History of the Breach
LastPass first disclosed details of the breach in August 2022, and they have issued several updates over the past months with the most recent being just before Christmas (Dec 22 2022). Here is a summary of each disclosure on that timeline:
August 25, 2022
- Unauthorized party gained access to parts of the developer environment at LastPass through an individual compromised developer account.
- The unauthorized party took some source code and proprietary technical information.
September 15, 2022
- The unauthorized party was in the developer environment for four days.
- The incident did not involve any access to customer data or encrypted password vaults
November 30, 2022
- Unusual activity within a third-party cloud storage service was detected.
- Previously gained knowledge facilitated this incident.
- The unauthorized party gained access to certain elements of customer information.
December 22, 2022
- The threat actor obtained customer account information such as names, billing addresses, email addresses, telephone numbers, and their encrypted vaults.

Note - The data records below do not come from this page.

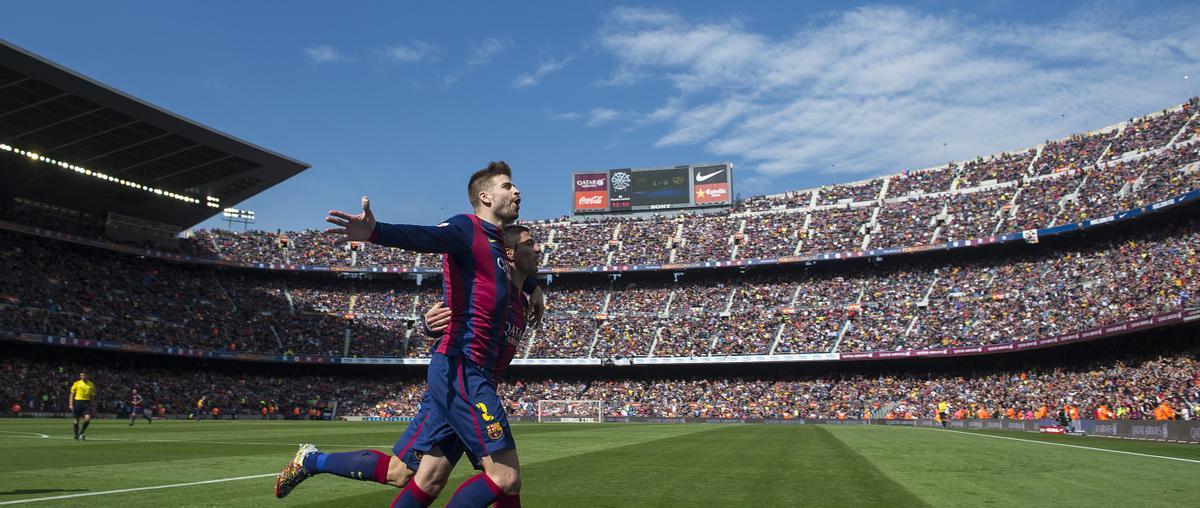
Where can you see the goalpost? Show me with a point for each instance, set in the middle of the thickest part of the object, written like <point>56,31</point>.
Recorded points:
<point>570,411</point>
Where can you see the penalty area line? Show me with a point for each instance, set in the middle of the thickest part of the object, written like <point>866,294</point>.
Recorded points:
<point>1068,446</point>
<point>132,490</point>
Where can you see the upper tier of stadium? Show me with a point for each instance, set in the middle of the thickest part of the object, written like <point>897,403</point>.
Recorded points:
<point>1090,175</point>
<point>1078,288</point>
<point>82,151</point>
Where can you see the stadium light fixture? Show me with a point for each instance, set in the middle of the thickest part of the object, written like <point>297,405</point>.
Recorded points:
<point>211,202</point>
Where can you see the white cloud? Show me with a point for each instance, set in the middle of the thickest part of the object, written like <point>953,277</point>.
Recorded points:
<point>598,117</point>
<point>324,54</point>
<point>412,53</point>
<point>483,52</point>
<point>547,65</point>
<point>881,89</point>
<point>479,55</point>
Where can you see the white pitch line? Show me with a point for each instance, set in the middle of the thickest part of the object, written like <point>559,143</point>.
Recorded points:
<point>1068,446</point>
<point>39,435</point>
<point>42,436</point>
<point>132,490</point>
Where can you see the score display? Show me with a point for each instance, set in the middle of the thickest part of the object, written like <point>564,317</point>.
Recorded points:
<point>653,189</point>
<point>660,186</point>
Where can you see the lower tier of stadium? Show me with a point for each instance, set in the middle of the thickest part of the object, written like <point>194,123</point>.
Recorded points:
<point>1129,377</point>
<point>981,297</point>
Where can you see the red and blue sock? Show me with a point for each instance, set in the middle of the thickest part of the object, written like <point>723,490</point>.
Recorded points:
<point>412,497</point>
<point>361,465</point>
<point>477,491</point>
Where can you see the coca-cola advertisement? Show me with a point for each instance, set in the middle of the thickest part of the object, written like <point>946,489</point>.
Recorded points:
<point>591,181</point>
<point>591,201</point>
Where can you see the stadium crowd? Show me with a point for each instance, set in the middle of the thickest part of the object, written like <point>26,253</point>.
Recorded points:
<point>1128,387</point>
<point>1080,177</point>
<point>51,288</point>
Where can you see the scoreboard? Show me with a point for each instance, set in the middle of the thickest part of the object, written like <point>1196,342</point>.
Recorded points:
<point>653,189</point>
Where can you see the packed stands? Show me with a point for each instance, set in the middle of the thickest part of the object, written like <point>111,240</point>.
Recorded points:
<point>1129,384</point>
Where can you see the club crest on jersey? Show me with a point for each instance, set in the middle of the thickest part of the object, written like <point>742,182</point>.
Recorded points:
<point>484,413</point>
<point>495,431</point>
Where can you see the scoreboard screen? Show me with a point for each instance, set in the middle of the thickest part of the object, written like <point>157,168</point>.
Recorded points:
<point>660,186</point>
<point>653,189</point>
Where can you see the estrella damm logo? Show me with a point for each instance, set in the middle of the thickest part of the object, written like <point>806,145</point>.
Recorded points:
<point>485,414</point>
<point>495,431</point>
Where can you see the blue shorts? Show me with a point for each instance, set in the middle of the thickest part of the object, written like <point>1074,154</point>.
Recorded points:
<point>429,429</point>
<point>460,413</point>
<point>82,407</point>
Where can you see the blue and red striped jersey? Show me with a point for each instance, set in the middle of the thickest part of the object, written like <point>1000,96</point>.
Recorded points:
<point>514,329</point>
<point>477,286</point>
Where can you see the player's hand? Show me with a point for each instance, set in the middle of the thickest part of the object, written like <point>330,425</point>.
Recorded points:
<point>537,308</point>
<point>437,317</point>
<point>352,227</point>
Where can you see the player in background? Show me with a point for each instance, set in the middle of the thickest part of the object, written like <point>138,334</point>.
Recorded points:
<point>477,290</point>
<point>137,407</point>
<point>199,407</point>
<point>79,402</point>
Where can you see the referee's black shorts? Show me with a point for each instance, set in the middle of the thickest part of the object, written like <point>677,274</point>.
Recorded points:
<point>82,407</point>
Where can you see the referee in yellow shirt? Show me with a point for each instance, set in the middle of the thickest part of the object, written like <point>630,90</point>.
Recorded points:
<point>79,402</point>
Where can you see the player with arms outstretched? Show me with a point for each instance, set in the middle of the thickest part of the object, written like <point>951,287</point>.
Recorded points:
<point>478,291</point>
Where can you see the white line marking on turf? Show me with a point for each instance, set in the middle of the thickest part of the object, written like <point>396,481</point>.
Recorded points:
<point>1068,446</point>
<point>42,436</point>
<point>39,435</point>
<point>132,490</point>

- The encrypted data is strongly encrypted and requires that a customer’s master password be decrypted first.
One of the key takeaways from these disclosure statements is that this wasn’t a single hack that took place in August. This was a series of compromises that built off of each other ultimately resulting in the loss of significant customer data. We don’t know based on the disclosures what the initial access was to the developer environment, but one likely scenario is both phishing that resulted in malware on the developer system and providing command and control access to the developer tools and environment. Over time, the attacker was able to pivot and target a separate employee to gain two critical pieces of information: access keys to a cloud environment and decryption keys for that cloud environment. This means the attacker was able to easily download copies of those vaults and the other customer data there.
The data taken can be divided into two categories, account information and unencrypted vault data. The account information should be considered exposed and includes:
- Company names
- End user names
- Billing addresses
- Email addresses
- Telephone numbers
- IP addresses
The vaults are encrypted but also include unencrypted data such as website URLs. This has a number of implications for customers involved. If you were a LastPass user with a vault copied, the only thing preventing that vault from being fully exploited is your LastPass Master Password. Due to the fact the attacker has an offline copy of the vault the attacker can brute force the Master Password. If you have a strong Master Password and follow all of the posted minimum recommendations by LastPass, you are probably not under immediate threat of having the encryption cracked quickly or ever.
What to do now
It’s still a good idea and recommended to change your Master Password. Also consider changing the passwords on all accounts within the vault. Focus on your personal critical accounts first.
Be on the lookout for highly targeted phishing emails. The data exposed already includes a large amount of useful information for crafting highly targeted phishing attempts. Be particularly wary of anyone asking for your Master Password. No one should ever be asking for that.